Why does Turkey want to join the EU
Turkey has expressed its desire to join the European Union (EU) for several reasons, which include political, economic, and strategic considerations. Here are some of the key motivations behind Turkey’s aspiration to become an EU member:
- Economic Benefits: Access to the EU’s single market, which is one of the largest and most prosperous in the world, is a major attraction for Turkey. Membership would allow Turkish businesses to trade more easily with EU member states and benefit from the removal of trade barriers, tariffs, and customs procedures. This could lead to increased exports, economic growth, and job creation.
- Economic Convergence: Turkey aims to improve its economic development and convergence with the more advanced EU member states. EU membership provides access to financial support and development funds that can help modernize infrastructure, improve living standards, and reduce regional disparities within Turkey.
- Political Stability and Democracy: The EU accession process encourages candidate countries to strengthen democratic institutions, uphold the rule of law, and protect human rights. Turkey’s desire to join the EU is often associated with a commitment to political reforms, which could contribute to greater political stability and democratization in the country.
- Enhanced International Influence: EU membership would give Turkey a stronger voice on the international stage and a role in shaping EU foreign policy. This can be particularly important in addressing regional and global challenges, such as security, migration, and climate change.
- Conflict Resolution: Joining the EU could provide a platform for resolving long-standing conflicts, such as the Cyprus dispute, through negotiations and diplomacy. EU membership would require Turkey to work toward peaceful solutions to outstanding issues with neighboring countries.
- Cultural and Educational Exchange: EU membership facilitates cultural exchange, tourism, and educational opportunities.

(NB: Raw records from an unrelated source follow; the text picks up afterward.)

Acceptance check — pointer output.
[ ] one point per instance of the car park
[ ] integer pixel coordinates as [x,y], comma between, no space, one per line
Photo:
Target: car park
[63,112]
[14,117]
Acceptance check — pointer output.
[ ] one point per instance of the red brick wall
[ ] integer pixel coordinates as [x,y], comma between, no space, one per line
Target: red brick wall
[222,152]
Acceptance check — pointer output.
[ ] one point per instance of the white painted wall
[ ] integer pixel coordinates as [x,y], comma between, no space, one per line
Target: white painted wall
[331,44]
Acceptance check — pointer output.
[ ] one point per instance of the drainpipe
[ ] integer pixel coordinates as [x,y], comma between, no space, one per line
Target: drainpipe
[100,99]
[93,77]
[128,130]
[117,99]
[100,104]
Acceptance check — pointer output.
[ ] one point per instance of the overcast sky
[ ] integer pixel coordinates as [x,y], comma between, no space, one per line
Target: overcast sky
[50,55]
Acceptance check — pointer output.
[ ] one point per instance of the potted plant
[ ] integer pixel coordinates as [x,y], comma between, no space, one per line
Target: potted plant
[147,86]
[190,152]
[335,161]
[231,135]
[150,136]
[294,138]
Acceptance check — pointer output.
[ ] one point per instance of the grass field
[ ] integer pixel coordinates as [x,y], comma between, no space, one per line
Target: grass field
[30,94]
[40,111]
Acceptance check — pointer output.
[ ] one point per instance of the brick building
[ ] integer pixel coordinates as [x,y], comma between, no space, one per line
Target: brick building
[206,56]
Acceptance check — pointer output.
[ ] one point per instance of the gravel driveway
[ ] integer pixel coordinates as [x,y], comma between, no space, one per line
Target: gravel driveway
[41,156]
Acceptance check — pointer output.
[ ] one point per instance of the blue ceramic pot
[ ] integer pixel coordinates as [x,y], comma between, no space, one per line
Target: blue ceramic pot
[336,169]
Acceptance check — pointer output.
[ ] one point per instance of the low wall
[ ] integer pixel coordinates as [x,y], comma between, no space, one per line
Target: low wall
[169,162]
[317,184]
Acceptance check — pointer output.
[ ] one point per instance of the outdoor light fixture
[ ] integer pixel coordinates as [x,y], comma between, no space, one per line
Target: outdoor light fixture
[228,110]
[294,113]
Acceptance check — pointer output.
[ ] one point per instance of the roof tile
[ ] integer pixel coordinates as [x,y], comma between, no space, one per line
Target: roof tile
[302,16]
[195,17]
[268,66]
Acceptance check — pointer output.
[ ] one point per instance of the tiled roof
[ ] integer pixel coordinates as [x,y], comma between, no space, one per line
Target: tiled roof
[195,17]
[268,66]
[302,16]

Turkish citizens could benefit from easier travel, study abroad programs, and greater exposure to different cultures.
- Security Cooperation: Closer ties with the EU can lead to enhanced security cooperation and collaboration in areas like counterterrorism, border security, and crisis management. Turkey’s NATO membership already demonstrates its commitment to transatlantic security.

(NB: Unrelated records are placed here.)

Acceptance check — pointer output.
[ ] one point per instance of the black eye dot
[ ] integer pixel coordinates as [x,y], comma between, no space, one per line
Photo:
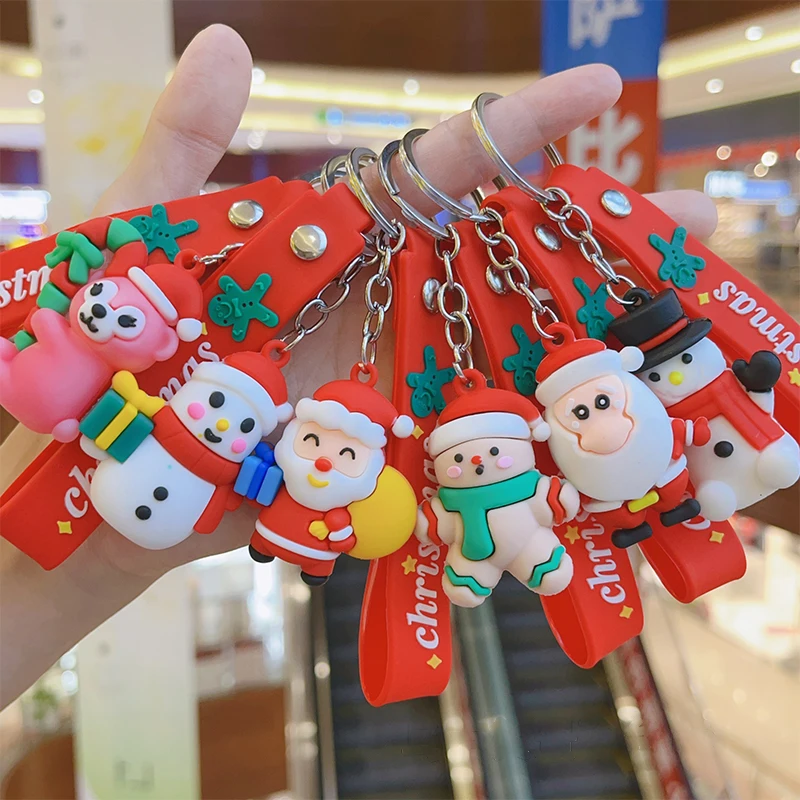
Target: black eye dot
[581,411]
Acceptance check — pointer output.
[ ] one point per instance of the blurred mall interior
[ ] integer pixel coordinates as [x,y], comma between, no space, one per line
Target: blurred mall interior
[245,678]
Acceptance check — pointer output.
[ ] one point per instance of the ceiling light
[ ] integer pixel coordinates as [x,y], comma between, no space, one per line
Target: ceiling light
[753,33]
[411,87]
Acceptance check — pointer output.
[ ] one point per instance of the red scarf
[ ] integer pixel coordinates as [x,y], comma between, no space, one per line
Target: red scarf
[726,397]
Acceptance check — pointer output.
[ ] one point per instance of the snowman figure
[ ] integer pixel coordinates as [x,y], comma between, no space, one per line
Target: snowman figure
[749,455]
[180,479]
[493,509]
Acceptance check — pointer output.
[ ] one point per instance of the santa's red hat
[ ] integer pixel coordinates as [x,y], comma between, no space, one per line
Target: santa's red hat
[480,412]
[572,362]
[175,294]
[255,377]
[357,409]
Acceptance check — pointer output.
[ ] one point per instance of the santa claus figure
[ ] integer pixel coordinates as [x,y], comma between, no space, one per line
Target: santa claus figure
[493,509]
[333,462]
[612,437]
[749,455]
[180,479]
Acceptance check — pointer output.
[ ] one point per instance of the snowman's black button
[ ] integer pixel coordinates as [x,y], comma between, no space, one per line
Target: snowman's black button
[723,449]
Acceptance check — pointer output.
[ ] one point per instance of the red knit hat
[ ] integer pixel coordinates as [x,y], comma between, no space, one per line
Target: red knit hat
[571,362]
[176,295]
[356,408]
[255,377]
[480,412]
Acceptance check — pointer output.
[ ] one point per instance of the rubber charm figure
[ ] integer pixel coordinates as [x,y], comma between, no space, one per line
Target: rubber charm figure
[612,438]
[493,509]
[749,455]
[127,319]
[180,478]
[338,494]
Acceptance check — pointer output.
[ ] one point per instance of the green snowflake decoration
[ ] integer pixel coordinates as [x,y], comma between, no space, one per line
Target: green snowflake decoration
[678,266]
[159,233]
[237,307]
[427,396]
[594,314]
[524,363]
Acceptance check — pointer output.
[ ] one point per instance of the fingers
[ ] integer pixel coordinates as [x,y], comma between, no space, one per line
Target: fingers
[694,210]
[452,158]
[191,125]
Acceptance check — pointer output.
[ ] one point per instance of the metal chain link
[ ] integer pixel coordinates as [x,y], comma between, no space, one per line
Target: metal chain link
[587,242]
[513,272]
[377,307]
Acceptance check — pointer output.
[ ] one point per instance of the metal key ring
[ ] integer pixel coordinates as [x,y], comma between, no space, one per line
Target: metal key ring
[409,162]
[362,157]
[393,190]
[503,164]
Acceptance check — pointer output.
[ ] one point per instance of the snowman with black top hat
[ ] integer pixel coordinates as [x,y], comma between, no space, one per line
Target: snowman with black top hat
[749,455]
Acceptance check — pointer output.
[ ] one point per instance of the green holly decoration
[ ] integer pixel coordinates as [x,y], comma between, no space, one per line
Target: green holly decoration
[678,266]
[427,385]
[524,363]
[594,314]
[237,307]
[159,233]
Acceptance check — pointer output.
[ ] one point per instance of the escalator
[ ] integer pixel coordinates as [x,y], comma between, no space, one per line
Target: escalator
[395,751]
[570,734]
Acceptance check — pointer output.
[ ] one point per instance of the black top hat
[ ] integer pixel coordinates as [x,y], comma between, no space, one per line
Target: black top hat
[658,326]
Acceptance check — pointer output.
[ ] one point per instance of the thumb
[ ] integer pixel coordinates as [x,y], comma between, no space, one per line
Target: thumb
[191,126]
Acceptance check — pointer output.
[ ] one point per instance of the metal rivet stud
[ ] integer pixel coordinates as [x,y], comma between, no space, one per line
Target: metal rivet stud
[429,291]
[615,203]
[245,213]
[308,242]
[548,238]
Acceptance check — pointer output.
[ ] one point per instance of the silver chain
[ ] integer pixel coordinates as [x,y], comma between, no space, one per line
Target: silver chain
[377,307]
[587,242]
[458,318]
[514,273]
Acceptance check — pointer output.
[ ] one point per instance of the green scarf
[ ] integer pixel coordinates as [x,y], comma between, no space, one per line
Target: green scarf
[475,503]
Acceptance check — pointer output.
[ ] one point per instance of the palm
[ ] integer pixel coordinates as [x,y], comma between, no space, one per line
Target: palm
[189,131]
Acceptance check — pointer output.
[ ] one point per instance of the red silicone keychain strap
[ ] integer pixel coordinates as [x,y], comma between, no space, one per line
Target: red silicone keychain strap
[23,271]
[745,319]
[30,511]
[405,643]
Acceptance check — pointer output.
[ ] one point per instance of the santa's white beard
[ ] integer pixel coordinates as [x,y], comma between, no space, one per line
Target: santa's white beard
[635,468]
[341,489]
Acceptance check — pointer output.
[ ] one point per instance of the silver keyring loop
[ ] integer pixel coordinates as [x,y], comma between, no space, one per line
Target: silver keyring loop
[503,164]
[393,190]
[409,162]
[356,159]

- Strategic Location: Turkey’s geographic location at the crossroads of Europe and Asia makes it a strategically important country. It can serve as a bridge between the EU and regions like the Middle East, Central Asia, and the Caucasus, contributing to regional stability and energy security.
- Energy Transit: Turkey’s role as a transit country for energy pipelines, such as the Southern Gas Corridor, is of strategic importance to the EU. This enhances energy security and diversification of energy sources for both Turkey and the EU.
It’s important to note that the EU accession process is a complex and demanding one. Turkey has faced challenges and criticisms related to issues such as human rights, freedom of the press, and the independence of the judiciary. The pace and success of Turkey’s accession negotiations have been influenced by both internal and external factors, and progress has been slow. Public opinion in both Turkey and EU member states also plays a significant role in shaping the path toward EU membership.